Pürin maddesinin parçalanmasıyla birlikte ortaya çıkan ürik asitin, kan düzeyinde düşük bir seviyede olması hipoürisemi olarak da ifade edilir. Wilson hastalığı gibi birbirinden farklı çeşitli karaciğer hastalığı başta olmak üzere, fanconi sendromu, böbrek iltihapları, diyabet, multiple skleroz, parkinson, farklı kanser türleri, endokrinolojik bazı hastalıklar ve genetik nedenler, ürik asit seviyesinin düşmesine neden olabilir. Bunun beraberinde, bazı minerallerin eksikliği, pürin bakımından fakir diyet uygulanması, düzenli olarak kullanılan bazı ilaçların yan etkisi, yeterince protein alınmaması, alkol tüketimi ve gebelik, ürik asit düşüklüğüne neden olan önemli etkenler arasında yer alır.

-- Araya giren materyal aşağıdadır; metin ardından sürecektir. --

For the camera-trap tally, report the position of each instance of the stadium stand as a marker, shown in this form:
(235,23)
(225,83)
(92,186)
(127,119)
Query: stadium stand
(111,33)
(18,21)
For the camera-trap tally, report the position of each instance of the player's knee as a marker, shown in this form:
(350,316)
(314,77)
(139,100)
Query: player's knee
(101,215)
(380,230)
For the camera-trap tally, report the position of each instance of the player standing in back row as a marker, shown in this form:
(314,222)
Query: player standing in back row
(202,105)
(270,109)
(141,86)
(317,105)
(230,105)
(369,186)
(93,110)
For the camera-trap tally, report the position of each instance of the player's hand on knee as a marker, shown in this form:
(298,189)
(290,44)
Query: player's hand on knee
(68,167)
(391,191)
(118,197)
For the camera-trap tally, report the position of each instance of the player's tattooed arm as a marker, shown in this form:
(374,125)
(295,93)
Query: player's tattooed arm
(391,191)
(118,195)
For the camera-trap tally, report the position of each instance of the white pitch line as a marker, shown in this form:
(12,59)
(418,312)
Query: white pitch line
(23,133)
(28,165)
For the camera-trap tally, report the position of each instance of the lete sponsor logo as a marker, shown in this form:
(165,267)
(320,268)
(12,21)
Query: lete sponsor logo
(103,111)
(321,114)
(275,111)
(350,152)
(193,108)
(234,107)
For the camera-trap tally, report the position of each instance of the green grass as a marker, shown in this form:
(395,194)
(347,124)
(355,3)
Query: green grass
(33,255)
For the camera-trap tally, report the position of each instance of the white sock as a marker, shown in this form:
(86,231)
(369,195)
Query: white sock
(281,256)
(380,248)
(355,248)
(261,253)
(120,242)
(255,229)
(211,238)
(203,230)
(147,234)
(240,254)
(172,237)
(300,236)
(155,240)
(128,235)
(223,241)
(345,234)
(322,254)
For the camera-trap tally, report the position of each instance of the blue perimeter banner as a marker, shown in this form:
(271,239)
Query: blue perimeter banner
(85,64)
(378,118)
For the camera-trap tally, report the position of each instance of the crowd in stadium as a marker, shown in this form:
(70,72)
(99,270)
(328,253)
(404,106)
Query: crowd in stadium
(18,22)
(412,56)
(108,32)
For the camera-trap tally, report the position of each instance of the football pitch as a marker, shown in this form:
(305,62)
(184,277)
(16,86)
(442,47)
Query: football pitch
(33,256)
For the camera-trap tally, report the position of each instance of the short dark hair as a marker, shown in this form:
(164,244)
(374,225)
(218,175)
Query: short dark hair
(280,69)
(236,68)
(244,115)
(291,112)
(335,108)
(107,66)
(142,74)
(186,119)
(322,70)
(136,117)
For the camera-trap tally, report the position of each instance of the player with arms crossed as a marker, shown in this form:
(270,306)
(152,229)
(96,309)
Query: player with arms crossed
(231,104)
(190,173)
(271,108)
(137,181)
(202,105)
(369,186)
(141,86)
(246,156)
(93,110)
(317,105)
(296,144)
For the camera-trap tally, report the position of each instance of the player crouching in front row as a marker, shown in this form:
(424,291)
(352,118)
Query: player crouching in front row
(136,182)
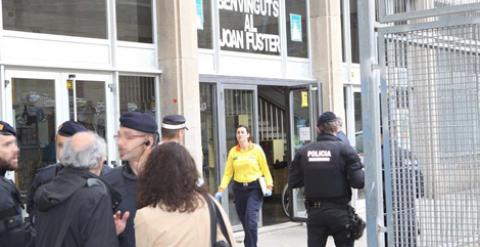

Ürik asit düşüklüğü, yalnız başlı belirtilerin görülmesine sebep olmaz. Fakat ürik asit seviyesinin düşmesine neden olan hastalıkların belirtileri ön planda olduğu için, birey bu belirtileri ürik asit düşüklüğüyle bağdaştırabilir. Ürik asit düşüklüğünün söz konusu olduğu durumlarda mutlaka altta yatan nedenin araştırılması ve odak tespit edildikten sonra tedavi uygulanması gerekir.
Ürik Asit Değeri Kaç Olmalı?
Ürik ait ile ilgili olarak en fazla yanıtı merak edilen bir başka konu da ürik asit değeri kaç olmalı şeklinde sorulan sorunun yanıtı olmaktadır. Kan testleriyle birlikte bakılan ürik asit testinin değerleri cinsiyet, yaş, etnik yapı ya da sosyo-ekonomik duruma göre farklılık gösterebilen bir durumdur.
Genel olarak kadın bireylerde olması gereken normal ürik asit değerinin ortalama olarak 4.1 mg/dL olması gerekmektedir. Erkek bireyler için olması gereken ürik asit değeri ise 5 mg/dL olmalıdır. Vücuttan atılımı gerçekleştirilen ürik asit miktarı pürin açısından zengin beslenmeyle alakalı bir durum olarak karşımıza çıkmaktadır.